HPE Adds Lakehouse to GreenLake, Targets Databricks
Imitation may be the sincerest form of flattery. But if you’re Databricks, you might not be too flattered by HPE, which today announced Ezmeral Unified Analytics, a new lakehouse offering based on Spark and Databricks’ Delta Lake technology that customers can run on-prem at two-thirds the cost of public cloud offerings, HPE claims. It also launched a Kubernetes-based object storage system called Ezmeral Data Fabric Object Store that’s aimed at making data available wherever it needs to be accessed.
HPE may be playing catch up in the big data analytics space. But the systems giant, which acquired MapR Technologies in 2019, seems convinced that it’s poised to leapfrog the industry leaders in this space by delivering a third-generation platform that uses the latest technology to deliver high-performance analytics and machine learning on prem and in the cloud without the high costs or lock-in that customers have grown to expect from the cloud.

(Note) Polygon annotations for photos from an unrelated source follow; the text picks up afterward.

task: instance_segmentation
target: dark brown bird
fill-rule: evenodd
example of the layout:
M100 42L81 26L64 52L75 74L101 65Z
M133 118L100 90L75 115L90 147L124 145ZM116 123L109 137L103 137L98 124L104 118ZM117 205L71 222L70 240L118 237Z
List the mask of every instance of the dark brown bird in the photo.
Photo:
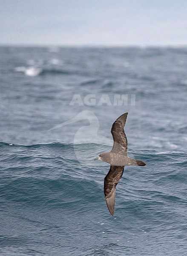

“The way we think about it, we are in the third generation of data analytics,” said Vishal Lall, the senior vice president and general manager of GreenLake Cloud Services during a presentation Monday. “If you go back to the ‘80s and ‘90s, that was the era of warehousing with companies like Teradata, etc. Then it was all about structured data at that time. Then in the early 2000s, we entered this era of unstructured data, where big data lakes were formed [with] new companies like Hortonworks and Cloudera.”
The second-generation Hadoop offerings hit a wall when it came to support for transactions, which necessitated an extensive amount of inefficient data copying, he said. The public cloud platforms and vendors like Databricks helped to address that problem, but with caveats and higher costs.
But not everybody has a path forward, Lall said. “Customers who are on the second generation or the first generation technology are finding themselves to be stuck,” he said. “They find that there isn’t really much of a product roadmap when it comes to existing technologies like Cloudera or Hortonworks. And as they look at Spark or Delta Lake, they’re like, there’s nothing on premises.”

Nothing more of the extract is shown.